Automatic Linear and Logistic Regression and Survival Analysis.
Installation
You can install autoReg package on github.
#install.packages("devtools")
devtools::install_github("cardiomoon/autoReg")
Load package
To load the package, use library() function.
library(autoReg)
Main features
1.Summarizing baseline characteristics : gaze()
You can make a table summarizing baseline characteristics easily.

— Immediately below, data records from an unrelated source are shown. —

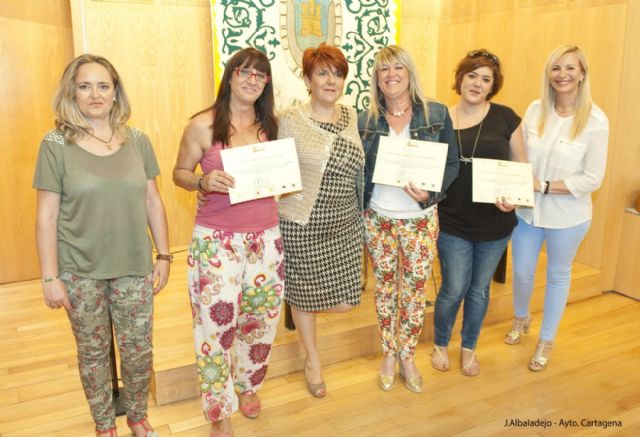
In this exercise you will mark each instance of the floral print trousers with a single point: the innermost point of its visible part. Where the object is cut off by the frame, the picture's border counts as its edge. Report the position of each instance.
(236, 285)
(402, 253)
(129, 303)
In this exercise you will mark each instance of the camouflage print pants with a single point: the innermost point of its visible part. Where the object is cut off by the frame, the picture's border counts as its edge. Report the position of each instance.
(129, 300)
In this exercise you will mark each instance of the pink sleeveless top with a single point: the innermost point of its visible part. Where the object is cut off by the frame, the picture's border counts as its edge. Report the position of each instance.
(217, 213)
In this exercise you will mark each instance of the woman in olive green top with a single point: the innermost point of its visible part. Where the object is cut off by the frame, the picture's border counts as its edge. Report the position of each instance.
(97, 196)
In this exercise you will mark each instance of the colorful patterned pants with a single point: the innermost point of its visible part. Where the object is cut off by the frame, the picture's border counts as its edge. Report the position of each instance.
(236, 284)
(129, 300)
(402, 253)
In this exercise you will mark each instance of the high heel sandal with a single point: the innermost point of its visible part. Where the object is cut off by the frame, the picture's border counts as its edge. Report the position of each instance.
(519, 327)
(318, 390)
(472, 368)
(438, 360)
(149, 432)
(212, 432)
(112, 432)
(387, 382)
(540, 358)
(251, 410)
(414, 383)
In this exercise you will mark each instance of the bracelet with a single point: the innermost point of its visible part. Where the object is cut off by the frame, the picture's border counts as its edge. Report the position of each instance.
(165, 257)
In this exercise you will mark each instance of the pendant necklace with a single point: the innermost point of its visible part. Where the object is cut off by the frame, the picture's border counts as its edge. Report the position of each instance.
(399, 114)
(106, 143)
(468, 159)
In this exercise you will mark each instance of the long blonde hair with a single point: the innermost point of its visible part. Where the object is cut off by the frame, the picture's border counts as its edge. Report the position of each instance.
(69, 120)
(391, 55)
(548, 94)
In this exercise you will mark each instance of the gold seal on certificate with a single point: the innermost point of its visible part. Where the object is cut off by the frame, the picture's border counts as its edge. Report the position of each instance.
(262, 169)
(400, 161)
(493, 179)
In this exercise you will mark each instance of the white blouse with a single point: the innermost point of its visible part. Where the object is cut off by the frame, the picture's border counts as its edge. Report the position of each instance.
(579, 162)
(394, 202)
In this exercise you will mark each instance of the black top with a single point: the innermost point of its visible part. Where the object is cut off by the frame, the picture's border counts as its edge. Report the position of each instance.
(461, 217)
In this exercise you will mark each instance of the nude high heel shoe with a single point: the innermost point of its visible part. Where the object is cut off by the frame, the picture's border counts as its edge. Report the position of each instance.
(519, 327)
(540, 358)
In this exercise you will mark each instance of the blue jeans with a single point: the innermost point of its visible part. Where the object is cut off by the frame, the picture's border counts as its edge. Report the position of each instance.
(562, 245)
(467, 268)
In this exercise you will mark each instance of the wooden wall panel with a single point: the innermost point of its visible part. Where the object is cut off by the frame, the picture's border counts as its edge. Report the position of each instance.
(162, 49)
(522, 34)
(35, 46)
(621, 255)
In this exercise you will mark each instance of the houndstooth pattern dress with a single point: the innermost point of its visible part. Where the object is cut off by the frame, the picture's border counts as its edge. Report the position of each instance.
(323, 258)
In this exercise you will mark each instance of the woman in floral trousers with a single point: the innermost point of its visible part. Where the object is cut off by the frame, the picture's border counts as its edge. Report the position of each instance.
(401, 222)
(236, 260)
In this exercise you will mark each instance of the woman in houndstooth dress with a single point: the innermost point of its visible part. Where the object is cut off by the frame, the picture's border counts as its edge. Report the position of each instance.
(322, 225)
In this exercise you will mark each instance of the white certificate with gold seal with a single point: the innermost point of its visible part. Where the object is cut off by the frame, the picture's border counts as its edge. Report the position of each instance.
(401, 160)
(493, 179)
(262, 169)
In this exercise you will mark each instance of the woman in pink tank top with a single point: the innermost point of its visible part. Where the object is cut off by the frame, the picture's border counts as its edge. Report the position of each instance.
(236, 264)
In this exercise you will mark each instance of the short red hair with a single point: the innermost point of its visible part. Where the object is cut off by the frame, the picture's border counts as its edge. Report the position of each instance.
(324, 56)
(476, 59)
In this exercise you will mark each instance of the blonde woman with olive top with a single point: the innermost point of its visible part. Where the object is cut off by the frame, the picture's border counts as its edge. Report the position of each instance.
(566, 137)
(97, 197)
(473, 236)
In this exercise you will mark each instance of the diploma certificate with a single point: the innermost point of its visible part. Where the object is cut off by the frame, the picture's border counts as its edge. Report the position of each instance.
(262, 169)
(400, 161)
(493, 179)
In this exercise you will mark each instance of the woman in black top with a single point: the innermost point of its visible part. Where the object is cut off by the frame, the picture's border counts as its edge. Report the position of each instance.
(473, 236)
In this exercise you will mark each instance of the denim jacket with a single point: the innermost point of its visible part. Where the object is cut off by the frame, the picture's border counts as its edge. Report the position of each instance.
(439, 129)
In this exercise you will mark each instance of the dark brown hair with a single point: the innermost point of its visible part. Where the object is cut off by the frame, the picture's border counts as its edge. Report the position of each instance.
(324, 56)
(476, 59)
(264, 105)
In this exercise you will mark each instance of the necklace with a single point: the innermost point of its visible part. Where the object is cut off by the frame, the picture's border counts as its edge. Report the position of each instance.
(399, 114)
(468, 159)
(106, 143)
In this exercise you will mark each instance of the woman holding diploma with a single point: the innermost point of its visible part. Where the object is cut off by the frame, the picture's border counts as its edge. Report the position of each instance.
(473, 236)
(566, 137)
(322, 224)
(401, 222)
(236, 270)
(97, 200)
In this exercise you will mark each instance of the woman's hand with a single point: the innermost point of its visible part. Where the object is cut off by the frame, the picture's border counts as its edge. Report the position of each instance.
(201, 199)
(504, 206)
(55, 294)
(416, 193)
(218, 181)
(160, 274)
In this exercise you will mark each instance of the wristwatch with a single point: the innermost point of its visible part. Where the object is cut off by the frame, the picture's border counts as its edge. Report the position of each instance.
(165, 256)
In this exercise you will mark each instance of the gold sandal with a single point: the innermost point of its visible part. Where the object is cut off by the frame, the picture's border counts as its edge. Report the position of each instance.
(519, 327)
(472, 368)
(438, 360)
(540, 358)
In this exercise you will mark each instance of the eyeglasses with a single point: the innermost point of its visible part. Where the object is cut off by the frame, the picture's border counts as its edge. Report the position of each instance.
(247, 73)
(490, 56)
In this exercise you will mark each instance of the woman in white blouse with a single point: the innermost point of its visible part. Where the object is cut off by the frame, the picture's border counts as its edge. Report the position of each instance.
(566, 139)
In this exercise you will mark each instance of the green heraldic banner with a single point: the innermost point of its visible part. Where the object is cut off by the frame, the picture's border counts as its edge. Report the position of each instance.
(283, 29)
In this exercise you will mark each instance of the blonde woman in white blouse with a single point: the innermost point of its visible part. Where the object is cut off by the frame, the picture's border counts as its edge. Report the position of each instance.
(566, 138)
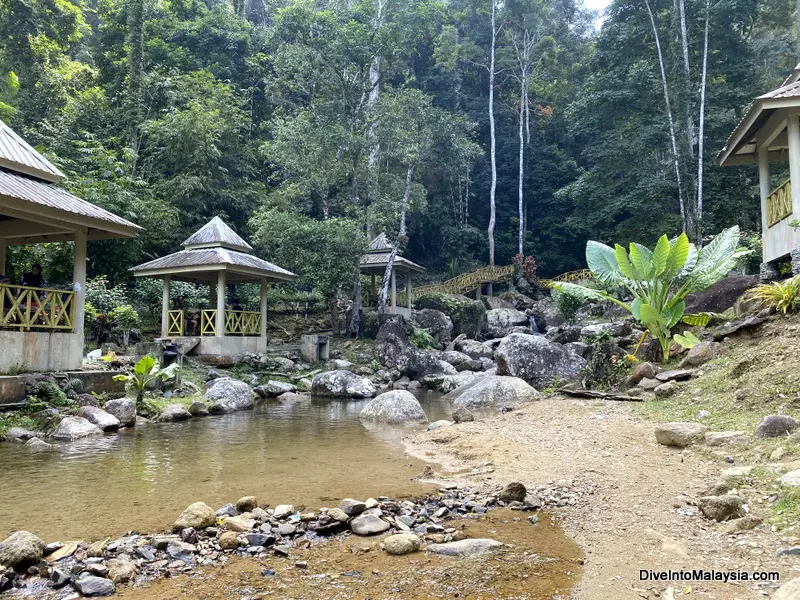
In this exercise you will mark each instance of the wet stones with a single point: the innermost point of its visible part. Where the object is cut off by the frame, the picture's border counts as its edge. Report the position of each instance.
(198, 515)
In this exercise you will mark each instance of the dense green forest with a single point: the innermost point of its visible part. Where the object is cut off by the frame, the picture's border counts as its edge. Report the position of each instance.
(305, 123)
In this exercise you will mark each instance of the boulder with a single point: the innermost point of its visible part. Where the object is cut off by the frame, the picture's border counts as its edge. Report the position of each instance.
(775, 426)
(401, 543)
(500, 320)
(99, 417)
(474, 349)
(198, 516)
(393, 408)
(21, 549)
(466, 548)
(466, 314)
(462, 415)
(124, 410)
(437, 323)
(75, 428)
(700, 354)
(495, 391)
(368, 524)
(722, 508)
(721, 296)
(342, 384)
(537, 360)
(173, 413)
(680, 435)
(230, 393)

library(moonBook) # For use of example data acs
gaze(sex~.,data=acs)
————————————————————————————————————————————————————————————————————————
Dependent:sex levels Female Male p
(N) (N=287) (N=570)
————————————————————————————————————————————————————————————————————————
age Mean ± SD 68.7 ± 10.7 60.6 ± 11.2 <.001
cardiogenicShock No 275 (95.8%) 530 (93%) .136
Yes 12 (4.2%) 40 (7%)
entry Femoral 119 (41.5%) 193 (33.9%) .035
Radial 168 (58.5%) 377 (66.1%)
Dx NSTEMI 50 (17.4%) 103 (18.1%) .012
STEMI 84 (29.3%) 220 (38.6%)
Unstable Angina 153 (53.3%) 247 (43.3%)
EF Mean ± SD 56.3 ± 10.1 55.6 ± 9.4 .387
height Mean ± SD 153.8 ± 6.2 167.9 ± 6.1 <.001
weight Mean ± SD 57.2 ± 9.3 68.7 ± 10.3 <.001
BMI Mean ± SD 24.2 ± 3.6 24.3 ± 3.2 .611
obesity No 194 (67.6%) 373 (65.4%) .580
Yes 93 (32.4%) 197 (34.6%)
TC Mean ± SD 188.9 ± 51.1 183.3 ± 45.9 .124
LDLC Mean ± SD 117.8 ± 41.2 116.0 ± 41.1 .561
HDLC Mean ± SD 39.0 ± 11.5 37.8 ± 10.9 .145
TG Mean ± SD 119.9 ± 76.2 127.9 ± 97.3 .195
DM No 173 (60.3%) 380 (66.7%) .077
Yes 114 (39.7%) 190 (33.3%)
HBP No 83 (28.9%) 273 (47.9%) <.001
Yes 204 (71.1%) 297 (52.1%)
smoking Ex-smoker 49 (17.1%) 155 (27.2%) <.001
Never 209 (72.8%) 123 (21.6%)
Smoker 29 (10.1%) 292 (51.2%)
————————————————————————————————————————————————————————————————————————
For easy reproducible research : myft()
You can make a publication-ready table easily using myft(). It makes a flextable object which can use in either HTML and PDF format.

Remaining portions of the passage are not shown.